The diverse installments collected in The Van Rijn Method (see previous post) are pulled together not by any single narrative thread but by multiple interconnections:

two of the eleven installments are about Ythrians;

three are about Nicholas van Rijn;

another installment, "Esau," is about a one-off character, Emil Dalmady, but shows Dalmady in conversation with his employer, van Rijn;

two are about David Falkayn;

the first Falkayn story, "The Three-Cornered Wheel," is set on the planet, Ivanhoe, which is also the setting of "The Season of Forgiveness";

in the second Falkayn story, "A Sun Invisible," Falkayn has started to work for van Rijn's company, Solar Spice & Liquors;

the first Ythrian story, "Wings of Victory," mentions Hermes, Falkayn's home planet, and also Woden, home planet of Adzel who appears in "How To Be Ethnic In One Easy Lesson."

Thus, directly or indirectly, ten of the eleven installments are interconnected. There are even more connections with later volumes of The Technic Civilization Saga but here we are focusing only on Volume I.

Jim Ching reflects wistfully:

"(Oh, treetop highways under the golden-red sun of Cynthia! Four-armed drummers who sound the mating call of Gorzun's twin moons! Wild wings above Ythri!)"
-Poul Anderson, "How To Be Ethnic In One Easy Lesson" IN Anderson, The Van Rijn Method (Riverdale, NY, 2009), pp. 175-197 AT 183.

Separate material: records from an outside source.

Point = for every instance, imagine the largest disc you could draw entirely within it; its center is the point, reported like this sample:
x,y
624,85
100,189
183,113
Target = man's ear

We read about Cynthia, Gorzun and Ythri. So far, Jim also has only heard or read about these planets. Thus, he speaks for the readers when he wishes that he could visit them. Maybe this is a taste of metafiction.

1 comment:

Sean M. Brooks said...

Kaor, Paul!

Mentioning Emil Dalmady reminded me of how he came from the recently colonized planet Altai, which we will see centuries later in "A Message in Secret." And your earlier comments about "Esau" led me to a discussion of the old custom of court dwarves and Velazquez's painting "Don Baltasar Carlos and His Dwarf."